The Malek family lived in the village of Moisei in Transylvania under Hungarian rule. Josef (Yom Tov) Malek and his wife Mathilda had six children including twins, Salomon (Shlomo) and Yehudit born in 1930 and Eliyahu and Yaakov born in 1941, and another two sons, Nachum and David Hirsch.
In May 1944 the family was sent to Auschwitz. The father Josef disappeared immediately among the masses. The mother and her six children stayed together. Mengele called for twins to leave the line. Shlomo, Yehudit, Eliyahu and Yaakov did not respond but an acquaintance of theirs, who stood nearby, shouted, "They are twins." Mengele approached and the mother pointed out the twins.
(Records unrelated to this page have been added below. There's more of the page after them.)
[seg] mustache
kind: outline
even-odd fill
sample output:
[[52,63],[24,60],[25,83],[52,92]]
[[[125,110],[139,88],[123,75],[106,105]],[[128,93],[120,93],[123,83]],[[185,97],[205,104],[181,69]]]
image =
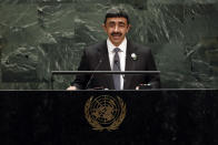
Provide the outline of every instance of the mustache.
[[120,37],[120,35],[122,35],[122,33],[120,33],[120,32],[112,32],[111,35],[112,37],[115,37],[115,35],[119,35]]

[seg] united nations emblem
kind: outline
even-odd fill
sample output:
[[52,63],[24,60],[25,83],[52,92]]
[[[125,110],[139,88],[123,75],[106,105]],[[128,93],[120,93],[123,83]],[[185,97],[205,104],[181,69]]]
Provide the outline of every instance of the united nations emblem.
[[91,96],[86,102],[85,116],[93,130],[118,130],[126,116],[126,104],[119,96]]

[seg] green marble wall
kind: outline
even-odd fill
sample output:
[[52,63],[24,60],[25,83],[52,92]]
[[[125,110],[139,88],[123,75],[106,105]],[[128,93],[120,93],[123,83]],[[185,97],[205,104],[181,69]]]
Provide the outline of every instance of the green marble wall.
[[[77,70],[117,4],[128,38],[152,46],[162,87],[218,89],[218,0],[0,0],[0,90],[47,90],[51,71]],[[54,76],[54,89],[72,79]]]

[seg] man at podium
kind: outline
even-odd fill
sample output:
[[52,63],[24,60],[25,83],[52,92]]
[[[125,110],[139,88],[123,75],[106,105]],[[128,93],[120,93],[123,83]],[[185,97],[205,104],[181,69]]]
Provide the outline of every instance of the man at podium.
[[[108,39],[85,49],[78,71],[157,71],[151,50],[126,38],[129,17],[122,8],[107,11],[103,30]],[[138,90],[160,87],[159,74],[79,74],[67,90]]]

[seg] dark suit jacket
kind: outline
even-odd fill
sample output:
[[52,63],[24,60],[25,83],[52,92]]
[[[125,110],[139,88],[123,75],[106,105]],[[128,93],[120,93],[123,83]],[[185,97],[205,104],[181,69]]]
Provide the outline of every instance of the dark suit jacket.
[[[137,55],[137,60],[132,60],[131,54]],[[125,71],[156,71],[156,64],[151,50],[149,48],[127,41],[126,69]],[[111,71],[107,41],[88,46],[83,51],[78,71]],[[79,89],[86,89],[90,75],[77,75],[71,83]],[[125,75],[123,90],[135,90],[141,83],[150,83],[152,89],[160,87],[159,74],[147,75]],[[91,79],[90,89],[107,87],[115,90],[112,75],[95,74]]]

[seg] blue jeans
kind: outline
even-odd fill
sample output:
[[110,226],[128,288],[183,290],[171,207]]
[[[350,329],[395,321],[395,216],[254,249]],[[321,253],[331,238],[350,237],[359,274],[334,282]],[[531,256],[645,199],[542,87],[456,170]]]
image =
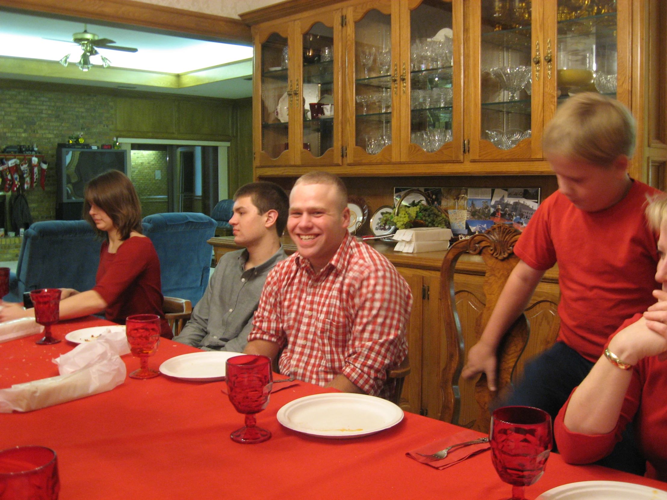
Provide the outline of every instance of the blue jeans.
[[[540,408],[555,420],[572,390],[586,378],[594,364],[564,343],[556,342],[526,364],[523,379],[505,404]],[[554,443],[554,451],[557,444]],[[646,459],[635,444],[632,422],[623,431],[623,439],[616,443],[614,451],[596,463],[644,475]]]

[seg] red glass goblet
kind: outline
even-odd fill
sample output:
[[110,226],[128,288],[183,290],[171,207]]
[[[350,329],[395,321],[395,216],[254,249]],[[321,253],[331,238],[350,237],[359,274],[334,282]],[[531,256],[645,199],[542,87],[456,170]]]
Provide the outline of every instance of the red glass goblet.
[[45,288],[30,292],[35,306],[35,321],[44,325],[44,337],[36,343],[48,345],[60,342],[51,335],[51,325],[60,319],[60,294],[59,288]]
[[9,293],[9,268],[0,267],[0,299]]
[[527,406],[498,408],[491,417],[489,442],[496,471],[512,485],[506,500],[525,500],[525,487],[544,473],[552,447],[551,417]]
[[231,433],[231,440],[243,444],[261,443],[271,433],[255,425],[255,413],[269,404],[273,385],[271,359],[266,356],[244,354],[227,360],[225,379],[229,401],[239,413],[245,414],[245,425]]
[[0,451],[0,500],[58,500],[58,459],[43,446]]
[[160,343],[160,317],[156,314],[135,314],[125,320],[125,335],[133,356],[139,359],[141,367],[129,376],[152,379],[160,373],[148,367],[148,358],[155,355]]

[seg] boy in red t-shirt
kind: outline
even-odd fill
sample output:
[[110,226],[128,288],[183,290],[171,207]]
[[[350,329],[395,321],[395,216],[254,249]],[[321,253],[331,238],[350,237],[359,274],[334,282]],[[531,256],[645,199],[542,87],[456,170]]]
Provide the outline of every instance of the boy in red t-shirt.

Two pairs of twins in one family was an exceptional occurrence. The two sets of twins were taken for Mengele's experiments and survived.
Nachum and David Hirsch were murdered in Auschwitz. Their mother perished in Bergen-Belsen at the end of the war after she had been told, mistakenly, that her children had not survived.
Following the war the children returned to Romania and stayed in a children's home in Cluj. This photograph was taken in the children's home in Cluj and shows Jewish children after the war, among them the young twins Eliyahu and Yaakov Malek.
The photograph was given to Yad Vashem by their brother Salomon Malek at a collection day in Arad.